On one important issue, I strongly
oppose the bill reported by the Senate Select Committee on
Intelligence. That bill includes one provision that goes beyond
even the so-called Protect America Act. It would grant blanket
retroactive immunity to telecommunications carriers for their
warrantless surveillance activities from 2001 through earlier
this year contrary to FISA and in violation of the privacy
rights of Americans.
This Administration violated FISA
by conducting warrantless surveillance for more than five
years. They got caught, and if they hadn’t, they would probably
still be doing it. When the public found out about the
President’s illegal surveillance of Americans, the
Administration and the telephone companies were sued by citizens
who believe their privacy and their rights were violated. Now
the Administration is trying to get this Congress to terminate
those lawsuits in order to insulate itself from accountability.

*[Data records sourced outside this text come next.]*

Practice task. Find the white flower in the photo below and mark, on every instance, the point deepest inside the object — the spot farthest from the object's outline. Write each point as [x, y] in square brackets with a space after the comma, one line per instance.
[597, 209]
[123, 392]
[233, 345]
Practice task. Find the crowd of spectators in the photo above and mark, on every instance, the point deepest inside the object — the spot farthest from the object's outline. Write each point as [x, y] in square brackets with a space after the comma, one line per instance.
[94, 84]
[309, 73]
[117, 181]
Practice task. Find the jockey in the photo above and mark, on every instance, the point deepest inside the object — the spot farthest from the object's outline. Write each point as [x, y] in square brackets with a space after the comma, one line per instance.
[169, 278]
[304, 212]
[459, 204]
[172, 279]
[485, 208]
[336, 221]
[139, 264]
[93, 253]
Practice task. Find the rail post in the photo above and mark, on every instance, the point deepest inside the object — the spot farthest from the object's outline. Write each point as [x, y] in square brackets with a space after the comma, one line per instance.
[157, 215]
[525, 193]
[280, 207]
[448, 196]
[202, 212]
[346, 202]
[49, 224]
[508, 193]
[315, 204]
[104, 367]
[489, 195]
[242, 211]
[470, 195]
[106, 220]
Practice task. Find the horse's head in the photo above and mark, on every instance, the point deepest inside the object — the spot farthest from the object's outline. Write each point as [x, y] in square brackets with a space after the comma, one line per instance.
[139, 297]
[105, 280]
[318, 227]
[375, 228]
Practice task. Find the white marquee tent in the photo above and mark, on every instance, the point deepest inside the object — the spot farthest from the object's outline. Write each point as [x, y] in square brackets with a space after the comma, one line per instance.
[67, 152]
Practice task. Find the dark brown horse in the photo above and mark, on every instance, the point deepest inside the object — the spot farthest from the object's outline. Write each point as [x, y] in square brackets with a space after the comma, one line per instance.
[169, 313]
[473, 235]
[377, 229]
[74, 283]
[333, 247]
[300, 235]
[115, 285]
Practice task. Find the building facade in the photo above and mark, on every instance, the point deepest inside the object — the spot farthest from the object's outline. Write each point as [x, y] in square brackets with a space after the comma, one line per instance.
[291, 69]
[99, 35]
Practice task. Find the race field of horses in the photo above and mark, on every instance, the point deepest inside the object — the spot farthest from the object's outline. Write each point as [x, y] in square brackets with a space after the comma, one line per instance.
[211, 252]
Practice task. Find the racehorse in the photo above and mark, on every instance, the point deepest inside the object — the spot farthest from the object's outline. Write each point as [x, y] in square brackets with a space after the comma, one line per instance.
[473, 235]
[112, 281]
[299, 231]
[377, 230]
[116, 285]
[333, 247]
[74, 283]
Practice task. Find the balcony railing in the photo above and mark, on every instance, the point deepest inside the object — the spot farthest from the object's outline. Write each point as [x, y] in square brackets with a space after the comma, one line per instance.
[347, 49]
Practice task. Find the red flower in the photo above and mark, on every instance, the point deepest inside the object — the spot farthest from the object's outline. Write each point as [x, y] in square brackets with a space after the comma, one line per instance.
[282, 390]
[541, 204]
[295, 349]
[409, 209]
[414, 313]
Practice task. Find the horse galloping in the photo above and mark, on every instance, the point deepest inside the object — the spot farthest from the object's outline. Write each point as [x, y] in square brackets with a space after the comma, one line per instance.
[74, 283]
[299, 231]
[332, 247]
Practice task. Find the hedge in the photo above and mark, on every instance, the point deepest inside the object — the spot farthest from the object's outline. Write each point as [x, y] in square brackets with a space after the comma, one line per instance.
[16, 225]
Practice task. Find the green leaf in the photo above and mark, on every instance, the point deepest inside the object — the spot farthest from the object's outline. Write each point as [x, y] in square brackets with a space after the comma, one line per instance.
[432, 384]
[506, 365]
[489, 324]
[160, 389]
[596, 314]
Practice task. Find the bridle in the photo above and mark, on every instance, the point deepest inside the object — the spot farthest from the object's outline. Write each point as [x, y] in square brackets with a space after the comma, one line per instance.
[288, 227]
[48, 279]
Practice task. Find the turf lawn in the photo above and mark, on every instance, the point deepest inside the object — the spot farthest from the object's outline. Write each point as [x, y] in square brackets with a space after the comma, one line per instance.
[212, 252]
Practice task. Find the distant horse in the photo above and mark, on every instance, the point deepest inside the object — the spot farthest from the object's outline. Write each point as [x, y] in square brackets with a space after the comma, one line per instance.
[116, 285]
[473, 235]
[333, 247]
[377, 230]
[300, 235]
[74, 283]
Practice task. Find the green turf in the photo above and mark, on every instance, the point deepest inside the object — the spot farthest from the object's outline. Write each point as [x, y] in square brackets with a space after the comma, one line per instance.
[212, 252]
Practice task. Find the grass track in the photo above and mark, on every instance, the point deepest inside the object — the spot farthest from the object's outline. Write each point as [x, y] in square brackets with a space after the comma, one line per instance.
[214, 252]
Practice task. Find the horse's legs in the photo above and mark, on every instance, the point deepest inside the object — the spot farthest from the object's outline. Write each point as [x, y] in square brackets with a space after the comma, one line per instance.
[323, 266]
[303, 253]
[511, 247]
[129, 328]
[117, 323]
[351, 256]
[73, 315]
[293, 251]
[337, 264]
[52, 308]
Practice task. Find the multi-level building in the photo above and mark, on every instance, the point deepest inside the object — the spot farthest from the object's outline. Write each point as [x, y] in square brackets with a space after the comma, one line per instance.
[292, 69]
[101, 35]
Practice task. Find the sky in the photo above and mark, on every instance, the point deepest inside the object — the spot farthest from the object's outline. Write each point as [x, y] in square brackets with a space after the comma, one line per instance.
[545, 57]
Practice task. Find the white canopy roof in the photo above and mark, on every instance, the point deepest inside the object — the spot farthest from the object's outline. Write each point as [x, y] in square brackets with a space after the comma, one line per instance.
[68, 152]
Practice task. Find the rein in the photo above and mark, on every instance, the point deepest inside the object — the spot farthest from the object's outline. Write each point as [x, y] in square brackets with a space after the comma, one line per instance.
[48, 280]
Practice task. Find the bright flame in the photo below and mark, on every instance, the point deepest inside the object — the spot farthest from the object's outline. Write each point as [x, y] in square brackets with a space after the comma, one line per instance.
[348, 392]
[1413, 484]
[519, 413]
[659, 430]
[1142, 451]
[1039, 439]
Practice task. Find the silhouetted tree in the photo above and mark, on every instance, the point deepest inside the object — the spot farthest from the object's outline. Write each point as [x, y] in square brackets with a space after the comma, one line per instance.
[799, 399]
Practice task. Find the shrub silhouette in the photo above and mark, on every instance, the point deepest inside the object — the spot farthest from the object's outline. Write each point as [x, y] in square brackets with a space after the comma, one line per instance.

We should not allow this to happen.
The rule of law is fundamentally
important in our system, and so is protecting the rights of
Americans from unlawful surveillance. I do not believe that
Congress can or should seek to take those rights and those
claims from those already harmed. Instead, I will continue to
work with Senator Specter, as well as with Senators Feinstein
and Whitehouse, to try to craft a more effective alternative to
retroactive immunity. We are working with the legal concept of
substitution to place the government in the shoes of the private
defendants that acted at its behest and to let it assume full
responsibility for the illegal conduct.
I voted for cloture on the motion
to proceed to the measure, just as I would have supported
proceeding to the House-passed bill, because I believe it is
important that we correct the excesses of the so-called Protect
America Act. The Judiciary Committee has done good work in
reporting protective measures to the Senate to add balance to
the surveillance powers of the Government and to better ensure
the rights of Americans. I strongly oppose retroactive immunity
in favor of accountability.
As we debate these issues, let us
keep in mind the reason we have FISA in the first place. Not so
long ago, we painfully learned the hard lesson that powerful
surveillance tools, without adequate oversight or the checks and
balances of judicial review, lead to abuses of the rights of the
American people. I hope this debate will provide us an
opportunity to show the American people what we stand for, that
we will do all we can to secure our future while protecting
their cherished rights and freedoms.